The system posted is just a blunt knife. There is a repository of 1M data. And ways of improving the modeling quality if others are concerned.

That blunt knife has been sharpened.


Chris
 
Yes, you'll definitely want to get your MQ up to 90% before you do anything else in MT4. Until you address that issue, none of your development work, no matter how painstaking, is going to be meaningful.
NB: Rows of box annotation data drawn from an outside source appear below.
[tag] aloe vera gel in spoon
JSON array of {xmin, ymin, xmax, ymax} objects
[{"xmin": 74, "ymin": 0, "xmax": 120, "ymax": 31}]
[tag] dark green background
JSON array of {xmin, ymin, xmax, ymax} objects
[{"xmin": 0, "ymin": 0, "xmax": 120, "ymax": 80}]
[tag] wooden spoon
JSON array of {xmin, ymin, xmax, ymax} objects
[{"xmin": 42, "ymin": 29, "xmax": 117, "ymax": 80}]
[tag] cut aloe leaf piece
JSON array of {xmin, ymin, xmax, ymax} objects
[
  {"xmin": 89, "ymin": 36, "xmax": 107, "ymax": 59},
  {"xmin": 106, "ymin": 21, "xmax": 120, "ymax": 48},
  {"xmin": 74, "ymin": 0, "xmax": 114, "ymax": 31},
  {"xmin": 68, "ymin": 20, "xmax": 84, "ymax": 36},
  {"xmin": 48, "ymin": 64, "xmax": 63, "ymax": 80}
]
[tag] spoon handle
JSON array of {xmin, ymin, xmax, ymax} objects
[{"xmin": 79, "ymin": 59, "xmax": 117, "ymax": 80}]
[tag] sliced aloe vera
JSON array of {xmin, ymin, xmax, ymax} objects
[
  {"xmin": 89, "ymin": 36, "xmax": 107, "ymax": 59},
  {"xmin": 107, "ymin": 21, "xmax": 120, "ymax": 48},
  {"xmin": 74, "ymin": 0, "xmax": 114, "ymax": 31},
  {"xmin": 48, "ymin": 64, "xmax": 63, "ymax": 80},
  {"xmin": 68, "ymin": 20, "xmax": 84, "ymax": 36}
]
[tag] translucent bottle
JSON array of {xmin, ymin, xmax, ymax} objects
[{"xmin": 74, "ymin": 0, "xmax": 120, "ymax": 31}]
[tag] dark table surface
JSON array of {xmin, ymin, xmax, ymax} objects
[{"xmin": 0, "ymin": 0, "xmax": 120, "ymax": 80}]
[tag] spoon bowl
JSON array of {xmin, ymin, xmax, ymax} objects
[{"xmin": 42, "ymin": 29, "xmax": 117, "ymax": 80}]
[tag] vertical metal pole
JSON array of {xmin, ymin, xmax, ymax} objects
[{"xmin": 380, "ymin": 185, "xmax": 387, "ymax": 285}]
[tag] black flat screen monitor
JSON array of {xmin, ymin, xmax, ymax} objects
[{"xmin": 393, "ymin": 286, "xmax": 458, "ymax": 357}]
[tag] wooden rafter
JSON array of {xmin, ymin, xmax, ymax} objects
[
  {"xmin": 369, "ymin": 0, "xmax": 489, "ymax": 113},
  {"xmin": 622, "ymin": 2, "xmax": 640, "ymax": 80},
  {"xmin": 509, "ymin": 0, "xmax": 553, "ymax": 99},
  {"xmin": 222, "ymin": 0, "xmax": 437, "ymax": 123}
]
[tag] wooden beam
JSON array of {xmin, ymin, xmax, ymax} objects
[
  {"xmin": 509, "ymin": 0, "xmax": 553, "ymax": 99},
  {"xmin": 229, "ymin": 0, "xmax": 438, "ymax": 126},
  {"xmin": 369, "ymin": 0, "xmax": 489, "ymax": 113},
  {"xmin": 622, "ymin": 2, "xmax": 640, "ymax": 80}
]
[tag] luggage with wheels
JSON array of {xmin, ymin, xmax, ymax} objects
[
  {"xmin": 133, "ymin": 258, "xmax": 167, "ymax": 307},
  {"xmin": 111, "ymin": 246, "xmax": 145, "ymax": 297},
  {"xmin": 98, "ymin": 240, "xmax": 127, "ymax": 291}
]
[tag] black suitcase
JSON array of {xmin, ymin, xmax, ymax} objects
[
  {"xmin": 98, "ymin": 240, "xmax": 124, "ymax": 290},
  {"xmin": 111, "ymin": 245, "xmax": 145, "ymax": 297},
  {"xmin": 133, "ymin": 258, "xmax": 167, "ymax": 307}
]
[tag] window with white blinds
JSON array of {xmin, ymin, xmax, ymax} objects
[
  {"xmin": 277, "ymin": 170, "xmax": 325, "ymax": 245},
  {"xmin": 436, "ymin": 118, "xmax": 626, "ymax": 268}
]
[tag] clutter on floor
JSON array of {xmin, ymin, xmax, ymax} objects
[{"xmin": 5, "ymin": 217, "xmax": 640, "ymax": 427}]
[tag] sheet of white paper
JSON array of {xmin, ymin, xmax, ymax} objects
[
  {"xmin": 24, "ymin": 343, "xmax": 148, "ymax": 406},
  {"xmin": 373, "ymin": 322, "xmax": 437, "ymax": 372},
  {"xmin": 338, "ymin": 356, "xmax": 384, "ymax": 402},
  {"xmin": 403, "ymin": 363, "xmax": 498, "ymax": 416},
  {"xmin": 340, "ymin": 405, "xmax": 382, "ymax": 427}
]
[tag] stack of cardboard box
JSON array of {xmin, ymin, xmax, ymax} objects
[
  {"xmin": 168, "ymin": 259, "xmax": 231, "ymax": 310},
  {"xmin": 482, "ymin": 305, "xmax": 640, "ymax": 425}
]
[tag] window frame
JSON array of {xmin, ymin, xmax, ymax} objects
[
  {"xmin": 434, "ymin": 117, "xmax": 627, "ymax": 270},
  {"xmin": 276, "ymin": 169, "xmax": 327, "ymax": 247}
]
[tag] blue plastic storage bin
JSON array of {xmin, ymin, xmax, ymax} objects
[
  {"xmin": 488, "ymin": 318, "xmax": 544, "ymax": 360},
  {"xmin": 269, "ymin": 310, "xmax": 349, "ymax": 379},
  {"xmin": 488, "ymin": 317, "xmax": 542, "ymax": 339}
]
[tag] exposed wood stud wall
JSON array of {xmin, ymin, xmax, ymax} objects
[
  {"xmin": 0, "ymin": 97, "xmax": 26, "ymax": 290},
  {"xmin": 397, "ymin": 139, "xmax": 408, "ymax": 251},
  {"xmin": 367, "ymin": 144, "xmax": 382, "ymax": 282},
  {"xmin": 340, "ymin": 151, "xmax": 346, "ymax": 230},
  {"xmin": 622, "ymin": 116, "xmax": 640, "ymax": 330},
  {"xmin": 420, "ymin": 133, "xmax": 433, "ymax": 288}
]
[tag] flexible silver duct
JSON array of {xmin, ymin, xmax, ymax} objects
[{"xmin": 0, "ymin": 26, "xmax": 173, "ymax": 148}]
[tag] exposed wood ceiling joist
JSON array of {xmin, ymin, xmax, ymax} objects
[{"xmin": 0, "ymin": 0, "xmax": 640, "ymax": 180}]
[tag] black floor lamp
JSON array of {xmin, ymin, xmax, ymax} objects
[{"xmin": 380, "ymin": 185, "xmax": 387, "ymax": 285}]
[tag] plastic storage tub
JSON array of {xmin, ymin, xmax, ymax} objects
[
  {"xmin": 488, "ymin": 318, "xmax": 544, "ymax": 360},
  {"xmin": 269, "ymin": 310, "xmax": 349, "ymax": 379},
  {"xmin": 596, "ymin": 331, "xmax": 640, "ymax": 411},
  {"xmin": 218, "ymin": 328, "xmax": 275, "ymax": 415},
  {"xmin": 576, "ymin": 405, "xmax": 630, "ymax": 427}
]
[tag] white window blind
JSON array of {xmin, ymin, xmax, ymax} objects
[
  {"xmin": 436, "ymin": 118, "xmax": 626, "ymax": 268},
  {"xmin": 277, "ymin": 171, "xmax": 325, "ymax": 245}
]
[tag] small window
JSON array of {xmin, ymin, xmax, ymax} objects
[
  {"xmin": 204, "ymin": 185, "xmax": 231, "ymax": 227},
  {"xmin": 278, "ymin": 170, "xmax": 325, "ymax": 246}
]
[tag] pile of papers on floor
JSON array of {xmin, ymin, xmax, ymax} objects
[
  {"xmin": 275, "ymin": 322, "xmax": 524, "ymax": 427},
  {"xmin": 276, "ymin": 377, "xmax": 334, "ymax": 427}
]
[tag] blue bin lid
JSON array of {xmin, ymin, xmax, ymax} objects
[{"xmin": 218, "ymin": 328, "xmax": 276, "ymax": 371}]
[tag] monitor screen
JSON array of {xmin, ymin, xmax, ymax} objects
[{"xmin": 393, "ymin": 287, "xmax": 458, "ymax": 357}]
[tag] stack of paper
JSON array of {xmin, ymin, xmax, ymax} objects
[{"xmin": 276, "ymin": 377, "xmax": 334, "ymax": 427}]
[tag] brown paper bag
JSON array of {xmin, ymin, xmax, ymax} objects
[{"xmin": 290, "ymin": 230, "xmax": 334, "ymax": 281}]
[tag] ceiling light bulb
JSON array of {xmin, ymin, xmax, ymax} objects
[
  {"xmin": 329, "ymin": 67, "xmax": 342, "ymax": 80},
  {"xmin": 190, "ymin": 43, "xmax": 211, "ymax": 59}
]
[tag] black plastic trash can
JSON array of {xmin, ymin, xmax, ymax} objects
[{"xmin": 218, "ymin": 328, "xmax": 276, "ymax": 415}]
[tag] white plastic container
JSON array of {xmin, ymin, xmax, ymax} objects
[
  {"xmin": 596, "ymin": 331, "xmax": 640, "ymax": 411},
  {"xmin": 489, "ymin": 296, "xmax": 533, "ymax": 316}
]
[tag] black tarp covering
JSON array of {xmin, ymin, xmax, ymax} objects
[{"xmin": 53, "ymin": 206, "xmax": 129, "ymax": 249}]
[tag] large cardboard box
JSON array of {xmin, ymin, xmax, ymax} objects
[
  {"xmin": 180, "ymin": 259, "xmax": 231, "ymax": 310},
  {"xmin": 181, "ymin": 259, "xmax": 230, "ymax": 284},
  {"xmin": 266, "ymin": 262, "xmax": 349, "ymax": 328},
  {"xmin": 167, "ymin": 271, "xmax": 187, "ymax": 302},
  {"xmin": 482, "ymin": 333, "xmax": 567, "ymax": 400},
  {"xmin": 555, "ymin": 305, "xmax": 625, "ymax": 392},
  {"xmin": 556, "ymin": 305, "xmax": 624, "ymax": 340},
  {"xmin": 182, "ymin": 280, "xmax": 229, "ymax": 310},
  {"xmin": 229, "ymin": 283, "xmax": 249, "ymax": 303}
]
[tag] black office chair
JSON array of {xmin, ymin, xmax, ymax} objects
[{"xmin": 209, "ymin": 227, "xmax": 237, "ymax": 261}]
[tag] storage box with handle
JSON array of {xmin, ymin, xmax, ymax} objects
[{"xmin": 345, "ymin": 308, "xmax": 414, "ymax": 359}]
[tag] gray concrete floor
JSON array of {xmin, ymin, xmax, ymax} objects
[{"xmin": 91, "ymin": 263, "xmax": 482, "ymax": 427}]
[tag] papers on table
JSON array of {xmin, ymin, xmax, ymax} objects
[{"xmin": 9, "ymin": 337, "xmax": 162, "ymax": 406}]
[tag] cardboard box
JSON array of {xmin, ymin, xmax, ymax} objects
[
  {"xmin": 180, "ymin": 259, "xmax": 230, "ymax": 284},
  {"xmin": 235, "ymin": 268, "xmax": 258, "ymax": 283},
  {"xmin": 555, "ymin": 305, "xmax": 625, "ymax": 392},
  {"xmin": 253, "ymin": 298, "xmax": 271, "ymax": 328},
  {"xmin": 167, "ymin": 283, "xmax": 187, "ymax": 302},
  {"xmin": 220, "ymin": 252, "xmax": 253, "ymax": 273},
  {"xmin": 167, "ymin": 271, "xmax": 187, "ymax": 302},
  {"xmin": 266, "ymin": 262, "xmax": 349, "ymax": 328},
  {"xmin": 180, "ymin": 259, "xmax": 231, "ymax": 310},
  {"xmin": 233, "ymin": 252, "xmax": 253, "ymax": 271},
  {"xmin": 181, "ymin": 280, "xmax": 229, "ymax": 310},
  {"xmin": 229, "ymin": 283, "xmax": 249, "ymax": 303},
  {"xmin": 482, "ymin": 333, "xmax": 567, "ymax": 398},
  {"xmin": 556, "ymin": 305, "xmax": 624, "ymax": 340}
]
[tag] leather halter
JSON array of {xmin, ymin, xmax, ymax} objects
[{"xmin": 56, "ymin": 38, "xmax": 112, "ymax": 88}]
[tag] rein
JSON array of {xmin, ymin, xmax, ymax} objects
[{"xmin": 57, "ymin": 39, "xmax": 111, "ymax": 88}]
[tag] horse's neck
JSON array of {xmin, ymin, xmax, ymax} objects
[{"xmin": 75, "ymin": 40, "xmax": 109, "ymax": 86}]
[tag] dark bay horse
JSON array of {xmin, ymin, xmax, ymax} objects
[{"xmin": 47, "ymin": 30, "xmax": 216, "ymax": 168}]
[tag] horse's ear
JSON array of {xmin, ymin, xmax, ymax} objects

Fortunately, it's not hard to do and only needs to be done once, for each currency or instrument of interest. A step-by-step guide from Hendrick is attached.
 

Attachments

Quote from Spectre2007:
There are a lot of people trying to apply systems to different markets. The core principles:
Stop Loss (SL)
Take Profit (TP)
Equity (E)
Lots (L)
Leverage (ratio)
Take the above, and plug them into a given market, any market. And you will realize, the volatility itself, will take most people out, with their stop losses being hit.
Lot of people advocate TP/SL of atleast 2:1, but the odds are, that since SL is half, the volatility will most likely hit your SL before it hits your TP.
The above two conditions occur most of the time in any given market, since 80 percent of the time, the price will have a minute to minute volatility great enough to take out most people's stop losses.
On a rare occassion, price instability secondary to massive order flow or news events, will trend the market, in these instances even though the minute to minute volatility may be the same, the minute to minute volatility migrates the price unidirectionally.
The urge to trade all the time, leads to failure for most people. Unless the prudent ones minimize leverage or lot size during 80% of the market periods.
The key is to have price migrate away from your entry, and let your TP be greater then 5:1.
The other technique is to use a very large stop loss and a small TP, to let the volatility keep hitting your TP in the range channel. When adopting this technique, recognizing when the periods of transition occur between price stability and instability.
Trendfollowing should be the goal of most people. Apart from that we are just spinning our wheels in these markets. Massive wealth accumulation cannot occur if we dont make a effort to capture the trend.
In summary:
Trade your system very infrequently. Unless your system is geared for range trading, with the ability to recognize transitions from price stability to instability.
Am I wrong?
Look...this is all "good stuff", but for each strategy and approach, it will produce drastically different results. There are two sides to trading: entry and exit. In general, I agree with you....but each system/strat stands on it's own.
 
Quote from Spectre2007:

Linear regression is one of the most powerful tools I've come across in trading.
If you are talking about multiple independent variables to derive a price proxy or expectation, then you are right. If you are talking about just using Linear Regression on the actual price as a smoothing tool, you are totally wrong. LR is terrible at smoothing because it has a huge overshoot....everyone is aware of this. There are tons of much better smoothing tools out there.